Published August 20th, 2015 at 3:15 PM1 minute read
In the Kansas City metro, about 12 percent of households are “unbanked,” which means they aren’t using traditional financial services like banks or credit unions.
About 300 people gathered Wednesday at the Plaza Library to discuss how to solve this problem. The meeting was a gathering of the Alliance for Economic Inclusion, an initiative of the Federal Deposit Insurance Corp., or FDIC.
While the data, collected by the FDIC, shows that the percentage of unbanked people in Kansas City has increased since 2009, the same percentage has gone down just four hours east in St. Louis.
“To see we’re going backwards is pretty depressing,” said Bill Dana, president and CEO of Central Bank of Kansas City. “So that’s kind of embarrassing, to be in the same state.”

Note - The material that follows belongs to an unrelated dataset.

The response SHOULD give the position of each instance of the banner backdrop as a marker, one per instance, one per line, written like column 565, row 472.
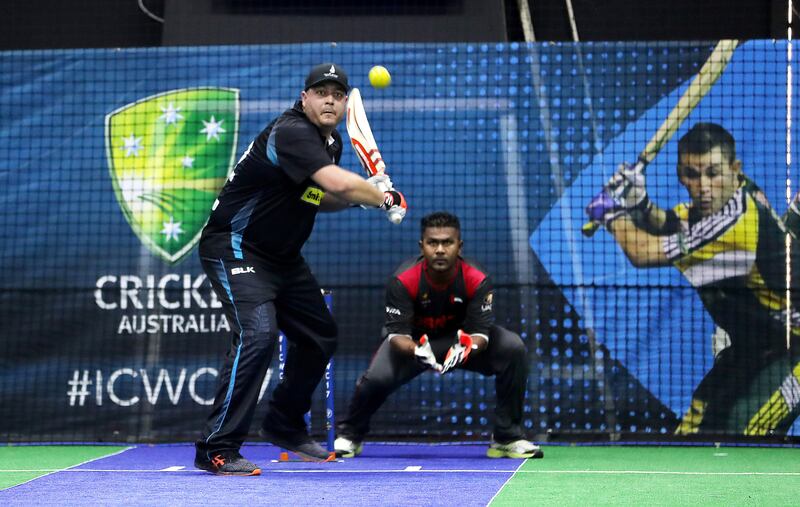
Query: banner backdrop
column 112, row 158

People who are unbanked often end up paying huge amounts of money in check cashing fees and interest on payday loans. That’s why the AEI, which is made up of more than 500 people who represent 315 organizations, has made “banking the unbanked” one of its focus goals.
“The first step to financial freedom and security is to have a relationship with a bank,” Dana said.

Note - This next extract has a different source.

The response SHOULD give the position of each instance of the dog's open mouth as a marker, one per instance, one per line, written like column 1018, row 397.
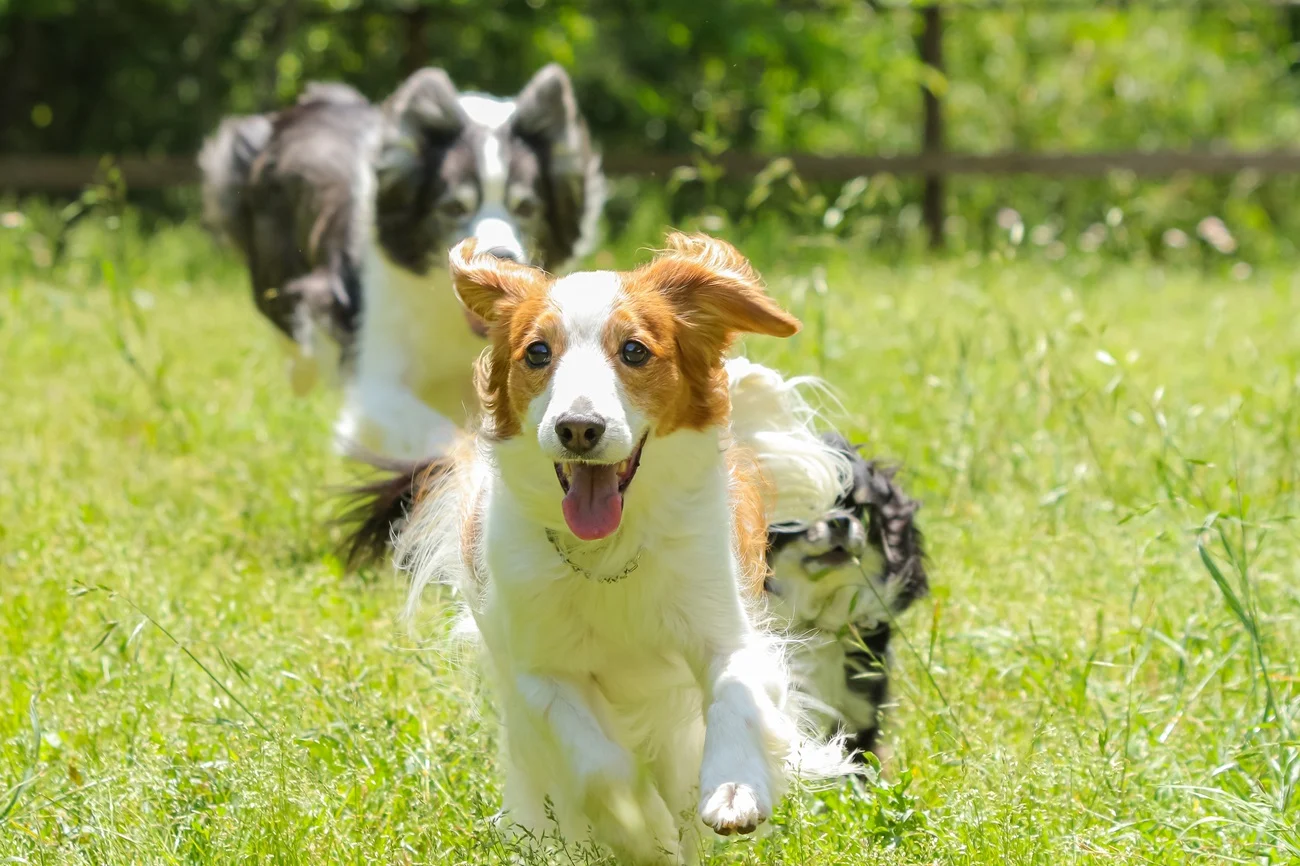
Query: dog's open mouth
column 593, row 494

A major part of the plan is to create a new website for Money Smart Month of Greater Kansas City, which is a financial awareness campaign that takes place every April. The new website will eventually cover more than 25 different financial topics.

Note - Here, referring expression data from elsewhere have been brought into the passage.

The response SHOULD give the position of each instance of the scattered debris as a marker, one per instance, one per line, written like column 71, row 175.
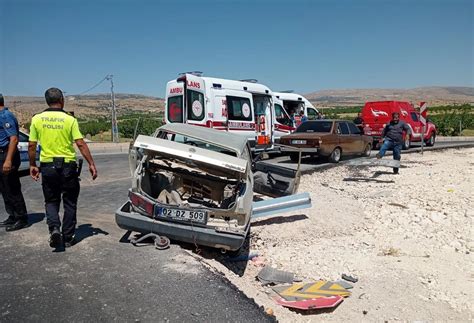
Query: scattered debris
column 399, row 205
column 250, row 256
column 258, row 261
column 344, row 284
column 394, row 252
column 351, row 279
column 160, row 242
column 374, row 162
column 302, row 291
column 269, row 275
column 311, row 304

Katie Garcia, who is a committee member for Money Smart Month, said the goal is to provide information that reaches a diverse audience.
“A 21-year-old who just graduated from college with a lot of student debt has very different money needs than a 65-year-old who’s approaching retirement,” she said.
A soft launch is planned for the website this October, with the first three topics: credit, entrepreneurship, and housing. The end goal is to create a central hub that shows how to find all of the financial resources available to Kansas Citians. The official launch of the site will be in January of 2016.
Additionally, the AEI’s partner organizations will continue financial programs, and some will implement new ones. For example, in September the Kansas City Public Library is starting financial workshops that will target women, seniors, and immigrants and refugees of Latino or Somali descent. The first workshop will cover “banking basics” and will take place at the Bluford Library on September 15.